If your child remains resentful, ask, “How is this affecting you?” Make sure you understand by rephrasing what you hear and asking if you’ve got it right. Do not argue, explain, or defend. Just listen. Encourage your child to say more because often the good stuff is buried and comes later. Say things like, “I’d like to hear more about that.” When you think your child has told you everything, ask, “Is there anything more?” You can also ask what would help to improve matters. Afterward, thank your child for explaining and say that their feelings matter greatly to you. Avoid making promises at this point. Instead, ask for some time to think about what you’ve heard. Give yourself a day to mull it over and try to see things from the sibling’s point of view.
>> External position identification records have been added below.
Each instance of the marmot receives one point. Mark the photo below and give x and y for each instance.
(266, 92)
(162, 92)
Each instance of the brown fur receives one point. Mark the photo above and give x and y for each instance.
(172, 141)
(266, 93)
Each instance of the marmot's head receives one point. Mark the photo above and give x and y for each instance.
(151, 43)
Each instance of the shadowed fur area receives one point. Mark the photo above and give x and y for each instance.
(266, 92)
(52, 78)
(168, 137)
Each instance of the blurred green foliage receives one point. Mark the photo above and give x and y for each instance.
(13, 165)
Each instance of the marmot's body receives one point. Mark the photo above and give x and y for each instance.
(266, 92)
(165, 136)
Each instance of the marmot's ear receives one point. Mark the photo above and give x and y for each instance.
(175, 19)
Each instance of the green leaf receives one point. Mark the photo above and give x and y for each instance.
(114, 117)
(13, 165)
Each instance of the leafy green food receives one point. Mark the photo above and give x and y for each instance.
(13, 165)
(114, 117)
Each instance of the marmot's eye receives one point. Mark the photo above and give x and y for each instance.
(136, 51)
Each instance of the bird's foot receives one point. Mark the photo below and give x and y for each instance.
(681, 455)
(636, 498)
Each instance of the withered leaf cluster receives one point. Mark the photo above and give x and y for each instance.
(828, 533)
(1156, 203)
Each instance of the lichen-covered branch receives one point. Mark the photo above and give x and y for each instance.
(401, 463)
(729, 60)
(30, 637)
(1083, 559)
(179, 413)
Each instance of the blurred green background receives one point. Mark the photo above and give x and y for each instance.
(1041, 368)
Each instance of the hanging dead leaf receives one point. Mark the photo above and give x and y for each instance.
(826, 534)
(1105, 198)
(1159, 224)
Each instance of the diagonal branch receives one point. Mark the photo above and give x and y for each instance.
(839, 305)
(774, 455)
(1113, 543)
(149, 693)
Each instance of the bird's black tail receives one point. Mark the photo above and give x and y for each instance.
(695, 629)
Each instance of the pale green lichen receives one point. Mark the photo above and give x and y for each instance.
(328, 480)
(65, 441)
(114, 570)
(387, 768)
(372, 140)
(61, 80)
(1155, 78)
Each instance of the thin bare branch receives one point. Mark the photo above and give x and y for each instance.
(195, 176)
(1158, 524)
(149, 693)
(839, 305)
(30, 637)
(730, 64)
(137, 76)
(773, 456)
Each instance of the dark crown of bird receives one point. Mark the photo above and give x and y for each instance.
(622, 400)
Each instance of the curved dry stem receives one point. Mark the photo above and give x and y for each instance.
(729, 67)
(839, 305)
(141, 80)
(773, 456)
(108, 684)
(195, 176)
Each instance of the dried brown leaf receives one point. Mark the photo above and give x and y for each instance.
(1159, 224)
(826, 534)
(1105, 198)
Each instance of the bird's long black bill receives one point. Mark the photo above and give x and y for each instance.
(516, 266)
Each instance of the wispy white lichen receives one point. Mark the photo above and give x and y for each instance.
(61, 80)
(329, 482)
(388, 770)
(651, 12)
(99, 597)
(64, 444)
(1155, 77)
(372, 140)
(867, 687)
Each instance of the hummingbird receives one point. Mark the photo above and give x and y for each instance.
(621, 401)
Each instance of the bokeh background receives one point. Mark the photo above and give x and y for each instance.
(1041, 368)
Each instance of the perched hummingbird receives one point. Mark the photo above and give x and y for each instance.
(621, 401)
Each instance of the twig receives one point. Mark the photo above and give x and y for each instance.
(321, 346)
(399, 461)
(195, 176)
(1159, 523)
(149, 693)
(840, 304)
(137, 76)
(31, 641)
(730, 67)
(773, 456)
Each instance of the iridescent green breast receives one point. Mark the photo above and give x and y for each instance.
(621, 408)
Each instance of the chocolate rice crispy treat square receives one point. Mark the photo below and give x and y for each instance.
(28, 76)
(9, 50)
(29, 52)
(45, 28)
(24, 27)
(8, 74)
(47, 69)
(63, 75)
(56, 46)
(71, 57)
Discuss solutions with your spouse. Then address the matter with your child as soon as possible, preferably within a day or two.

Overloading Siblings With Responsibility
I’ll never forget a chilling scene I witnessed at a family therapy session in the hospital. A large family entered the room, including the twin brother of a teen who had just been admitted for a suicide attempt. Everyone seemed worried, especially the brother of the teen. He told us that he wanted to do everything he could to help his brother. His dad pointed out that since he was closer to his brother than anyone, he would play a key role in his recovery. Then the aunt and uncle took turns voicing their encouragement to the boy, the uncle concluding with, “It’s up to you Ryan. You’re going to have to be the one who saves him.”

The boy’s eyes grew huge with fear. It was too much responsibility for a teenager. The therapist came to the rescue and pointed out that the boy’s top priority should be maintaining his schoolwork and his own mental health, and that “saving” his brother should be a priority for the adult family members and the hired professionals.

My husband and I had to resist the temptation to rely on our teenage son when our second child was hospitalized for depression and suicide ideation. Our son had been in the hospital for depression before and we knew he could offer us some insight. On several occasions, we did ask for his opinion and he helped us, but we always let him know that we were the ones responsible for taking care of his sister. (Just a side note: sometimes a sibling sees things that none of the adults do, so when they speak up, listen.)

Holding your family together can feel tricky at a time like this. Just remember that kids are resilient and forgiving. You’re allowed to make mistakes. Apologize, forgive yourself, and move on.